Gladbeck. . Roger Kreft vom Gladbecker Bündnis für Courage hat die Wahlergebnisse des rechten Parteienspektrums bei den jüngsten Landtags- und Bundestagswahlen unter die Lupe genommen - und herausgefunden: “Mir glaubt’s ja keiner, aber Gladbeck ist in dieser Beziehung eine Hochburg.“

Roger Kreft vom Gladbecker Bündnis für Courage redet gerne Klartext. Das gilt auch dann, wenn es um Themen geht, die vielen Zeitgenossen unangenehm sind – wie das Verhältnis von (extremen) rechten Parteien und Wählergunst. Kreft sagt klipp und klar: „Mir glaubt’s ja keiner, aber Gladbeck ist in dieser Beziehung eine Hochburg.“ Diese Erkenntnis zieht der Gladbecker aus der detaillierten Betrachtung der Ergebnisse der Landtagswahl 2012 und der Bundestagswahl im September dieses Jahres. Seit gut eineinhalb Jahren arbeitet er als engagiertes Mitglied des Bündnisses für Courage an dieser Analyse. Die WAZ sprach mit Roger Kreft über Resultate dieser beiden Wahlen und über (verändertes) Verhalten der Bürger.

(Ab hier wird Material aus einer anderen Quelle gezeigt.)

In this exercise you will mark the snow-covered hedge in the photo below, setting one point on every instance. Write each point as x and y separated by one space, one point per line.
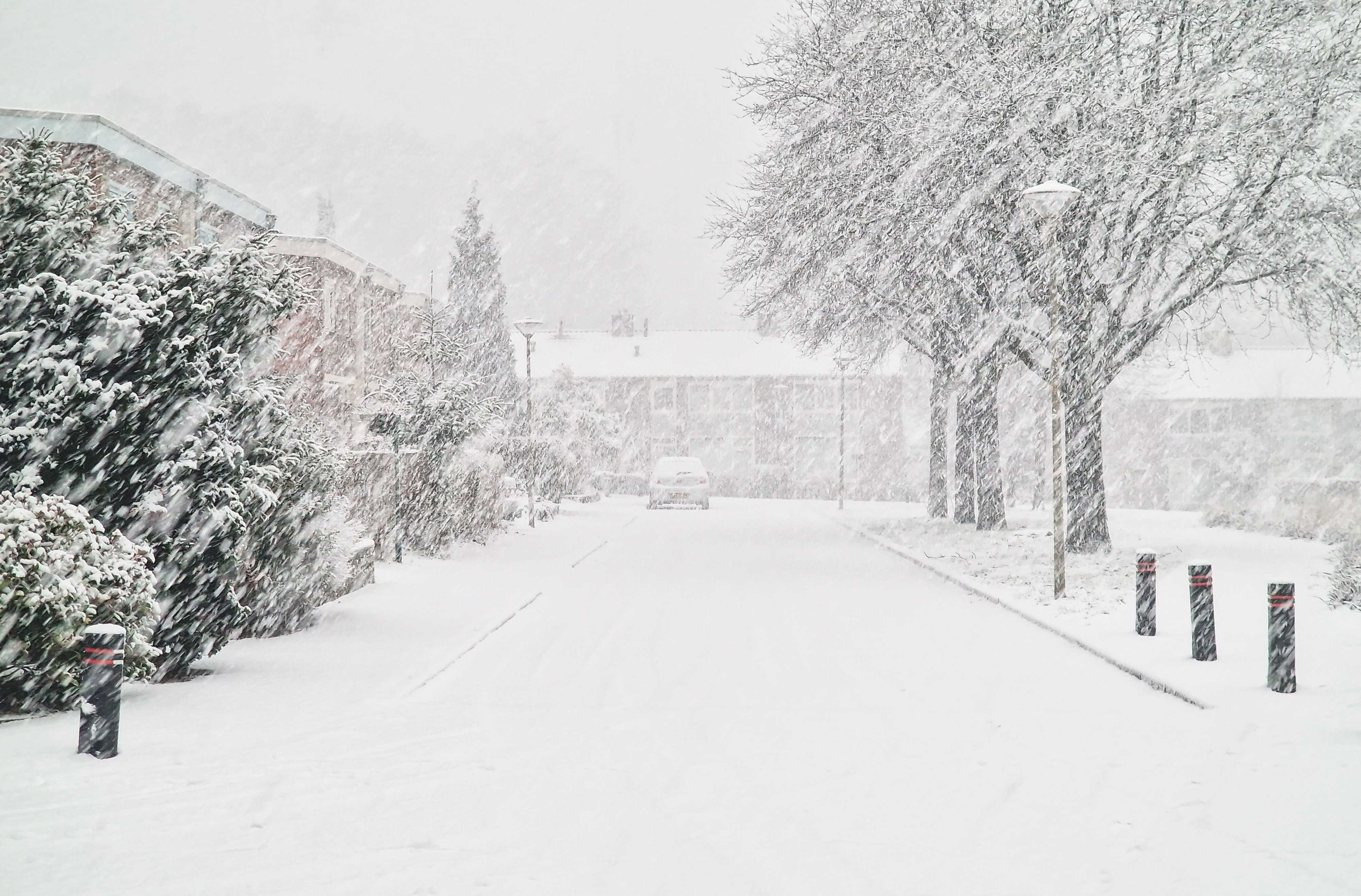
61 573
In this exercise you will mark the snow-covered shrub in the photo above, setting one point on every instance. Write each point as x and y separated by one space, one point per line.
61 573
127 378
1345 579
296 534
455 498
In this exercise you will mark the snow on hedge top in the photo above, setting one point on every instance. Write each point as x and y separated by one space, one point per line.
678 353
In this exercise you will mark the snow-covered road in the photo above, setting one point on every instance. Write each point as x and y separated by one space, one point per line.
745 700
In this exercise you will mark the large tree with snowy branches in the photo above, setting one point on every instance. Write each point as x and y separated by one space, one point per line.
1213 145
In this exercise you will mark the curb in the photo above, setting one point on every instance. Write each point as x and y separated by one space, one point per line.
978 589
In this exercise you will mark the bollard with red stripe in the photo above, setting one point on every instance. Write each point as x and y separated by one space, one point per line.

Sie beobachten die Entwicklungen im politisch rechten Spek-trum in Gladbeck seit Jahren. Aus welchen Gründen halten Sie es für notwendig, diese Thematik in die Öffentlichkeit zu tragen?

Viele Menschen sehen überhaupt nicht den Sinn einer solchen Betrachtung und sagen: „Das ist doch alles nicht so dramatisch!“ Ich sehe das anders: Wenn wir jetzt nichts gegen derartige Strömungen unternehmen, haben wir vielleicht irgendwann ein richtiges Problem.

Was sticht Ihnen ins Auge, wenn Sie die jüngsten Resultate bei der Bundestagswahl anschauen?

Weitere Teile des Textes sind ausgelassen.